Which brings my to a more troubling aspect of football for me.  I stopped being a fan quite a while ago, so I'm not hypnotized by it.  And what I see is a strange idea of what it is to be a Real Man - one who crushes opposition, a dominator, one who intimidates and terrifies others, one who is impervious to pain, impervious to any feeling at all, one who thinks all that counts is winning, one who thinks the ends justify the means, one who has stopped being a human being with feelings, doubts, questions, choices, one who stops being a human, one who stops being a ... man.  It's kind of a young adolescent boy's guess at what it is to become the man that he fantasizes becoming, an unrealistic projection beyond human achievement.

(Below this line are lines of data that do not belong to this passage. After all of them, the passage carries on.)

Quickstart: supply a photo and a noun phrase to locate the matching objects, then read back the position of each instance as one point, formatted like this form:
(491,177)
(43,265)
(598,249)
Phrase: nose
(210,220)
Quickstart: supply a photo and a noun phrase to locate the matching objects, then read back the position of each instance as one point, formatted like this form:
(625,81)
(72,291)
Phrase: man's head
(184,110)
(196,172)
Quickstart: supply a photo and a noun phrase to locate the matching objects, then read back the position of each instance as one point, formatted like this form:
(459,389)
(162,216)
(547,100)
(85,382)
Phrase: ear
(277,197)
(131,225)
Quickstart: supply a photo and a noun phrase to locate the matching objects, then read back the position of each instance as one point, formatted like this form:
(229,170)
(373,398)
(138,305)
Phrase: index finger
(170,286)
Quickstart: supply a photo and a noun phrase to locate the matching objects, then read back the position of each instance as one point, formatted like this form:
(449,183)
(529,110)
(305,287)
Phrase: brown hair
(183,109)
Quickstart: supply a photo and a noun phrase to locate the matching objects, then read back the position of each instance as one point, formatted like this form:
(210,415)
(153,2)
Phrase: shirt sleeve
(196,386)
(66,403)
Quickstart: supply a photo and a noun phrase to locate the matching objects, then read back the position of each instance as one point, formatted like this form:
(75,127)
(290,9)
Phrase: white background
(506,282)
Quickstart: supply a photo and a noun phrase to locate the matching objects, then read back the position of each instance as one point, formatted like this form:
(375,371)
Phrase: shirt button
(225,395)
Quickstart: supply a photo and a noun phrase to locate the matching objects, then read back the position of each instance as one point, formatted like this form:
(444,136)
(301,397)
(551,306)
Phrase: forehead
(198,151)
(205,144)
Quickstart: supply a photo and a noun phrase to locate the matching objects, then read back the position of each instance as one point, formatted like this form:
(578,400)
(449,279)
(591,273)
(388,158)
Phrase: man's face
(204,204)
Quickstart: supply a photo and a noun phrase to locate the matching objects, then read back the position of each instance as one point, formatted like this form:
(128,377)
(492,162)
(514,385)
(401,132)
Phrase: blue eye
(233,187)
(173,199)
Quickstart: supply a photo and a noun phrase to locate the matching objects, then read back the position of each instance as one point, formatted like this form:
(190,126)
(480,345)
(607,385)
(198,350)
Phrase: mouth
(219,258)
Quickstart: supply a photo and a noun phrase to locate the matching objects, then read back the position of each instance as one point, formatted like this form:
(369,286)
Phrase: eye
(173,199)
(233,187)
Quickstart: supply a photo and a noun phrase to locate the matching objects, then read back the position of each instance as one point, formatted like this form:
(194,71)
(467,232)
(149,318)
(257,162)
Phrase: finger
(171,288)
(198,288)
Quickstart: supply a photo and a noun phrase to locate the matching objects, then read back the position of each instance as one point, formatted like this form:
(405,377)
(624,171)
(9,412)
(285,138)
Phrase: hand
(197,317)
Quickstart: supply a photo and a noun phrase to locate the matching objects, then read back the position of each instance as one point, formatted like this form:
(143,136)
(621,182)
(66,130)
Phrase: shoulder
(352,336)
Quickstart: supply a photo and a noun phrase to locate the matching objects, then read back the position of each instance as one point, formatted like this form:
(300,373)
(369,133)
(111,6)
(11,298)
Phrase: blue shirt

Maybe all of these characteristics are needed in actual war on actual battlefields.  Maybe one has to cut off all feeling and turn oneself into a terrifying crusher of foes in real war.  But football actually is not war, it is actually a game, and one shouldn't have to stop being human, at least to some degree, in order to play a game, I don't care how much money or fame is at stake.

I am in a lifelong inquiry to uncover what it really means to be a man, and I think that there is more to being a man than being a warrior - being tough and scary.  How about qualities like courage (not just physical courage but moral courage), nobility, gallantry, service, humility, character, honesty, responsibility, and most of all HONOR?  How about the ancient masculine virtues of chivalry?  Aren't these better measures of manhood than domination, violence, and intimidation?

My ultimate vision is that fathers will stop allowing their sons to become football players because it will be obvious that if even Hall of Famers like Mike Webster and Junior Seau die young and in mental and emotional agony due to their diseased brains, it can and may happen to their sons as well.  

And, who knows, maybe the American sports fans will lose some of their taste for violence.

Personally, I'm a big fan of golf.  Love it, nobody gets brain damage.